|John Abernethy, surgeon (1764-1831). Engraving by John Cochran after a painting by Thomas Lawrence. c. 1820-1840. First published in vol. 4 of Medical portrait gallery. Biographical memoirs of the most celebrated physicians, surgeons, etc., etc., who have contributed to the advancement of medical science. by Thomas Joseph Pettigrew. Via Wikimedia. Public Domain.|
John Abernethy was born in London in 1764 and went to school in Wolverhampton, where he learned Latin and Greek, and graduated top of his class. He would have preferred to study law but his father insisted he choose medicine. At age fifteen, he was apprenticed for five years to a surgeon with a large, lucrative practice who excited in him a passion for studying anatomy. He then followed the standard trajectory of becoming known and developing a surgical practice, working at first as a demonstrator in anatomy at the London Hospital. In 1787, he was elected assistant surgeon at St. Bartholomew’s Hospital and remained so for twenty-eight years until elected chief surgeon in 1815. By that time he had achieved considerable fame, having become a fellow of the Royal Society, and a lecturer at the Royal College of Surgeons.1-4
Early on he was influenced by John Hunter, whose views he espoused and whose work he continued. He carried out experimental work and published many articles on surgical diseases resembling syphilis and on the treatment of aneurysms, tumors, injuries, and abscesses. His connection with a large teaching hospital gave him the opportunity to teach, at first in his office outside the hospital. He became so popular a lecturer that when his audience overflowed his premises, the governors of St. Bartholomew’s hospital built a lecture hall for him, and thus he became the founder of St. Bartholomew’s medical school.

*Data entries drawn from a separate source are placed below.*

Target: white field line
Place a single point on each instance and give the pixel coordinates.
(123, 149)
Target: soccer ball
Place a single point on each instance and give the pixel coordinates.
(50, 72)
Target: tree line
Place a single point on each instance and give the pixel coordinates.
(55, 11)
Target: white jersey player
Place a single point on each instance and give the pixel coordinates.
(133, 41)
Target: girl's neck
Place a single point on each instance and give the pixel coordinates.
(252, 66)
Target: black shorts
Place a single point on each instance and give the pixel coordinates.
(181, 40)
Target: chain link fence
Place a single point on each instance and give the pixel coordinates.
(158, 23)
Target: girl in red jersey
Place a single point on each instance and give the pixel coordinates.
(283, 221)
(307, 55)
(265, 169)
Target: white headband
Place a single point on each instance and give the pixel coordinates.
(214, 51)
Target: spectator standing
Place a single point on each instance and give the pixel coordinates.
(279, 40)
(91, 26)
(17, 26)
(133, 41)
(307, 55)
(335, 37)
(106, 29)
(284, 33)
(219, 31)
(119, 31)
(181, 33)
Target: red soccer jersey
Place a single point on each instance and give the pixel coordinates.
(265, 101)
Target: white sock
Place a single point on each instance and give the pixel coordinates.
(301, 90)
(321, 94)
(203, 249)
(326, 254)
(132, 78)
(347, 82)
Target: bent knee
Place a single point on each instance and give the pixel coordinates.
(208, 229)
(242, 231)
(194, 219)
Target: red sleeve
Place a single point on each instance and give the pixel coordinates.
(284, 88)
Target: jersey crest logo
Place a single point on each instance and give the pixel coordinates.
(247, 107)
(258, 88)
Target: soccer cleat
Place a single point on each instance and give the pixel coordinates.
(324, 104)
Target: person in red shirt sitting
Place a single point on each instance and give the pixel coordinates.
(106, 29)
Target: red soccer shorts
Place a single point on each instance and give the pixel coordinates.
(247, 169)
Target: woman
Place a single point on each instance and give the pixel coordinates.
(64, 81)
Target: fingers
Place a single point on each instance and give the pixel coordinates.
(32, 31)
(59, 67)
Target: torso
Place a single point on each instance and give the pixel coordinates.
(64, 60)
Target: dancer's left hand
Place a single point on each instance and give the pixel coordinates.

During his long academic career, he worked on many diverse subjects, including the dissection of a whale. He was a dogmatic lecturer, brooking no dissent and often putting down those who disagreed with him. He carried this brusque tendency over to his practice, saying that his private patients had the options of going elsewhere, unlike the “poor devils” at the hospital who had no choice. The best way to cure gout, he once told a luxury loving man indolent man, was to live on sixpence a day and have to earn it. A young woman complaining of abdominal discomfort was told she would be better off not compressing her thirty yards of bowel with her tight girdle. To a patient complaining there must be something wrong with his shoulder when he made a certain movement, he said he would be fool to do so. Yet on the whole he was kind and courteous to the patients on whom he was called in consultation. Once when he stubbed his toe against a paving stone, he asked an Irish workman to remove it but did not care where the hell he took it: the workmen replied that Heaven could be the best place because there it will be completely out of his way.1
It appears that he was a surgeon of competent but average capabilities. He continued John Hunter’s work on blood vessels and ligated the external iliac and also the common carotid arteries. He described a rare malformation of the portal vein that bears his name. He believed that most diseases were due to disordered states of the digestive organs, to be treated by purging, attention to diet, and a biscuit that he invented and popularized, the Abernethy biscuit. His lectures became classics, were plagiarized by being taken down verbatim, and were published in The Lancet. After his retirement he developed a lingering disease and died in 1831, remembered as the prototype of the early generation of surgeons who had successful private practices but also found time to advance the scientific basis of their profession.
- “John Abernethy.” Whonamedit? – A dictionary of medical eponyms
- “Abernethy, John (1764-1831).” Dictionary of National Biography. 1885-1900.
- King, L. “Saints and Sinners: John Abernethy.” The Royal College of Surgeons of England Bulletin. 2012.
- Macilwain, G. “Memoirs of John Abernethy.” Hatchard and Co, Piccadily. 1856.